William Dattilo called his Sicilian mother for her bread recipe sometime in 1962. And with his “touch,” he soon after came to be known by many as the “bread man.”
Mr. Dattilo, 87, a devout Catholic, deacon, chaplain, husband, father, and grandfather, died last week at his home in St. Joseph after years of declining health.
Born of Sicilian parents, the first generation American helped his father operate the family grocery store located on Frederick Avenue. Mr. Dattilo left St. Joseph to serve in the Army during World War II. He was injured in a Jeep accident while stationed in the Philippines. The injury to his back, which required extended periods of bed rest, eventually forced him out of seminary at Conception where he was on a path to the priesthood after the war.
Mr. Dattilo began a 30-year career with Western Chemical Co. in the early 1950s after his father died and the grocery store closed. He started a family in the 1960s and shortly thereafter began the hobby of baking bread.
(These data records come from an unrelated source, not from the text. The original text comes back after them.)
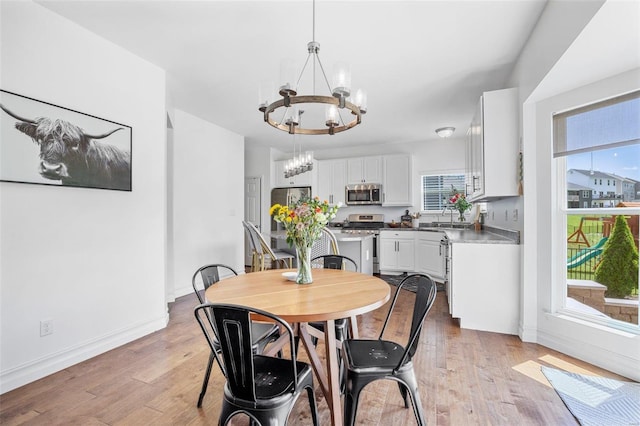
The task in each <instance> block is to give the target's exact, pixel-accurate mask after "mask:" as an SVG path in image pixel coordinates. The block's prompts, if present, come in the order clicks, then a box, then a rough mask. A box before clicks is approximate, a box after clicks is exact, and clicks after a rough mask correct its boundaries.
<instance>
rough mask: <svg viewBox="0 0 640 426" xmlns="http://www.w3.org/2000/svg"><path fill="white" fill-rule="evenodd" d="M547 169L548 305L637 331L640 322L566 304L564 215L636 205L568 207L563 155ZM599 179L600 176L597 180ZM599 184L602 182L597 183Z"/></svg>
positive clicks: (558, 312)
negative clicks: (547, 171) (593, 312)
mask: <svg viewBox="0 0 640 426" xmlns="http://www.w3.org/2000/svg"><path fill="white" fill-rule="evenodd" d="M552 161H553V162H555V164H552V167H551V169H552V170H553V171H554V173H553V177H552V180H553V181H554V182H553V184H552V192H555V194H554V195H553V199H554V200H555V204H556V205H555V208H553V209H552V218H551V227H552V230H553V233H552V235H553V236H555V238H554V241H553V243H552V246H551V250H552V274H553V282H554V283H555V285H553V286H552V290H551V306H552V309H553V311H554V313H555V314H558V315H566V316H567V317H572V318H576V319H578V320H583V321H585V322H587V323H590V324H594V325H596V326H601V327H606V328H607V329H610V330H617V331H619V332H624V333H630V334H633V335H640V325H639V324H630V323H627V322H624V321H620V320H616V319H613V318H603V317H598V316H596V315H589V314H586V313H583V312H580V311H576V310H573V309H569V308H567V307H566V301H567V293H568V286H567V265H566V253H567V239H566V235H567V216H568V215H584V216H589V215H620V214H625V215H640V208H636V207H611V208H602V207H596V208H568V204H567V203H568V200H567V157H558V158H555V159H552ZM600 182H602V180H600ZM600 185H602V184H600Z"/></svg>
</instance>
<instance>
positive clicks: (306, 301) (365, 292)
mask: <svg viewBox="0 0 640 426" xmlns="http://www.w3.org/2000/svg"><path fill="white" fill-rule="evenodd" d="M292 271H295V270H293V269H271V270H267V271H260V272H252V273H249V274H241V275H238V276H233V277H230V278H227V279H224V280H222V281H220V282H218V283H216V284H215V285H212V286H211V287H209V288H208V289H207V290H206V292H205V296H206V299H207V301H208V302H211V303H228V304H235V305H243V306H248V307H251V308H257V309H262V310H265V311H267V312H271V313H272V314H274V315H277V316H279V317H280V318H282V319H283V320H285V321H287V322H289V323H290V324H293V325H294V328H295V330H296V332H297V333H298V336H299V337H300V341H301V342H302V344H303V347H304V348H305V351H306V352H307V354H308V355H309V360H310V362H311V366H312V367H313V370H314V372H315V374H316V377H317V379H318V381H319V383H320V388H321V389H322V392H323V394H324V396H325V399H326V401H327V405H328V406H329V410H330V412H331V424H333V425H342V424H343V419H342V406H341V404H340V378H339V371H338V370H339V368H338V358H337V351H336V349H337V343H336V336H335V323H334V321H335V320H336V319H340V318H350V321H349V323H350V330H351V336H353V337H354V338H357V337H358V329H357V321H356V316H357V315H360V314H363V313H366V312H370V311H373V310H374V309H377V308H379V307H380V306H382V305H384V304H385V303H386V302H387V301H388V300H389V295H390V289H389V284H387V283H386V282H384V281H383V280H381V279H379V278H377V277H374V276H371V275H365V274H361V273H358V272H350V271H343V270H334V269H313V270H312V273H313V282H312V283H311V284H296V283H295V282H294V281H289V280H288V279H286V278H285V277H284V275H283V273H284V272H292ZM309 322H324V323H325V326H324V333H323V334H322V332H319V331H317V330H316V329H315V328H313V327H308V326H307V323H309ZM312 335H313V336H315V337H318V338H321V339H323V340H324V342H325V345H324V347H325V359H326V368H325V367H323V365H322V362H321V361H320V357H319V355H318V353H317V352H316V346H315V345H314V344H313V343H312V341H311V336H312ZM285 340H286V339H285V338H282V339H281V344H280V345H278V342H276V344H275V345H273V346H272V347H270V348H269V349H268V351H267V352H266V353H271V354H274V353H275V352H277V351H278V350H279V347H281V346H282V344H284V341H285Z"/></svg>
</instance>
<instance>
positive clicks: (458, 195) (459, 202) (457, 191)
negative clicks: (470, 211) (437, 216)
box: [449, 186, 471, 221]
mask: <svg viewBox="0 0 640 426" xmlns="http://www.w3.org/2000/svg"><path fill="white" fill-rule="evenodd" d="M449 204H450V205H451V208H453V209H456V210H458V213H459V215H460V216H459V217H460V221H464V212H466V211H467V210H469V209H471V203H470V202H468V201H467V198H466V197H465V196H464V194H461V193H460V192H458V190H457V189H455V188H454V187H453V186H452V187H451V192H450V193H449Z"/></svg>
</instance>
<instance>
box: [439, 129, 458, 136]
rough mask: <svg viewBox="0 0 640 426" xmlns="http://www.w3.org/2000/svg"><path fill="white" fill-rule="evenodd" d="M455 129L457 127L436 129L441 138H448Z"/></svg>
mask: <svg viewBox="0 0 640 426" xmlns="http://www.w3.org/2000/svg"><path fill="white" fill-rule="evenodd" d="M455 131H456V128H455V127H440V128H439V129H436V133H437V134H438V136H440V137H441V138H448V137H450V136H451V135H453V132H455Z"/></svg>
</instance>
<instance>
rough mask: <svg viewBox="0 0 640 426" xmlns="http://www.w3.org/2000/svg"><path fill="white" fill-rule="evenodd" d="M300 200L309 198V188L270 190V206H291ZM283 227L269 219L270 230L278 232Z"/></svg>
mask: <svg viewBox="0 0 640 426" xmlns="http://www.w3.org/2000/svg"><path fill="white" fill-rule="evenodd" d="M300 198H311V187H310V186H295V187H291V188H273V189H272V190H271V204H270V206H272V205H274V204H276V203H278V204H281V205H283V206H284V205H287V206H288V205H291V204H293V203H295V202H296V201H298V200H299V199H300ZM283 229H284V227H283V226H282V224H280V223H278V222H276V221H275V220H273V218H271V230H272V231H280V230H283Z"/></svg>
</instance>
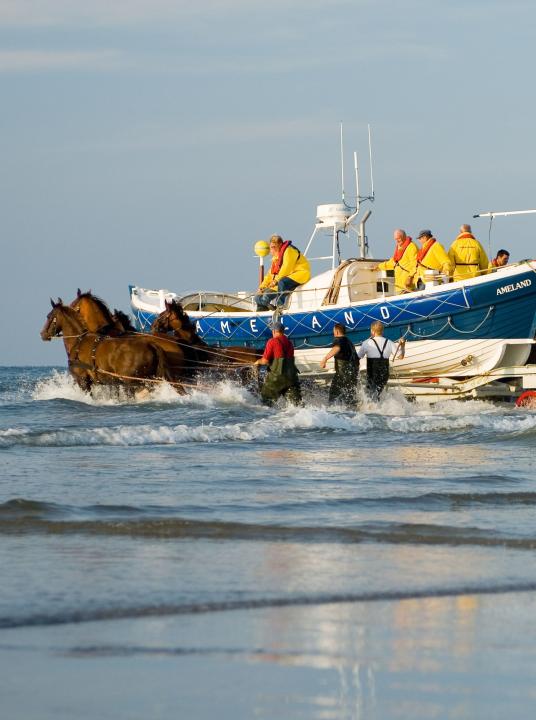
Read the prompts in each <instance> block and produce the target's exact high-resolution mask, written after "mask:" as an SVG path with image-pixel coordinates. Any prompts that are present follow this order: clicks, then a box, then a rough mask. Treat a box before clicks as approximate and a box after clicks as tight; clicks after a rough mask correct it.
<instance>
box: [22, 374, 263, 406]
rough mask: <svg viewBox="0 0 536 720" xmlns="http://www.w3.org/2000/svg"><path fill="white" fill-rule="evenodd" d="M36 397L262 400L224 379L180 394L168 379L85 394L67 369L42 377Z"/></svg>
mask: <svg viewBox="0 0 536 720" xmlns="http://www.w3.org/2000/svg"><path fill="white" fill-rule="evenodd" d="M32 399H33V400H72V401H74V402H80V403H85V404H86V405H95V406H100V405H102V406H109V405H140V404H154V403H158V404H178V405H186V406H188V405H190V406H194V407H196V406H198V407H199V406H200V407H217V406H220V405H238V406H250V405H259V401H258V400H257V399H256V398H255V397H254V396H253V395H252V394H251V393H250V392H248V390H246V388H243V387H240V386H238V385H235V384H233V383H232V382H228V381H223V382H217V383H214V385H213V386H209V385H202V386H200V387H196V388H193V389H190V388H189V389H188V392H187V394H185V395H181V394H179V393H178V392H177V390H176V389H175V388H174V387H173V386H172V385H169V384H168V383H166V382H162V383H155V384H154V386H152V387H150V388H142V389H140V390H139V391H137V392H136V394H135V395H134V396H133V395H132V394H131V393H129V392H127V391H125V390H124V389H122V388H120V387H113V388H110V387H107V386H106V385H97V386H95V387H94V388H93V390H92V392H91V393H86V392H84V391H83V390H81V388H79V387H78V385H77V384H76V383H75V381H74V380H73V378H72V377H71V375H70V374H69V373H68V372H59V371H57V370H54V371H53V372H52V375H51V376H50V377H48V378H46V379H44V380H40V381H39V382H38V383H37V384H36V386H35V389H34V391H33V393H32Z"/></svg>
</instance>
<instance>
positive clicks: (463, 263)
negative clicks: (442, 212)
mask: <svg viewBox="0 0 536 720" xmlns="http://www.w3.org/2000/svg"><path fill="white" fill-rule="evenodd" d="M456 240H476V238H475V236H474V235H473V233H461V235H458V237H457V238H456ZM475 249H476V248H475ZM455 264H456V265H460V266H461V265H463V266H468V267H474V266H475V265H476V266H477V267H478V260H477V261H476V262H473V263H462V262H458V261H457V260H456V263H455Z"/></svg>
“His first six loaves were like doorstops,” said Imogene Dattilo, his second wife. They were married 38 years. Marguerite, his first wife and mother to their two children, Ann Marie and Therese, died in 1967 after battling cancer.
But he persisted in his bread making and soon it became a passion. When asked about the recipe and what makes it special, Mrs. Dattilo shrugs and says, “It’s touch more than anything.”
Hundreds of children at Cathedral School got their first lesson in baking bread from Mr. Dattilo, who would show up around the youngsters’ First Holy Communion every year.
“‘Food for the soul and food for the body,’ as he put it,” Mrs. Dattilo said of her husband’s explanation of the relationship between communion taken during Mass and the bread he taught the children to make.
He was ordained in 1976 and was an active deacon, serving for nearly 25 years as chaplain at Heartland West.
“Dad couldn’t go one day without getting out of the house and going somewhere to help someone do something or deliver fresh, homemade bread to them,” said daughter Therese Blakley at his visitation. “He thrived on interacting with people.”
Eldest daughter, Ann Marie Stark, said even though he was known to go out of his way for people in the community in need, family came first.
“He really cared about his family and extended family,” she said, adding that they were always taking trips to see aunts and uncles. “Family was probably the most important thing to him.”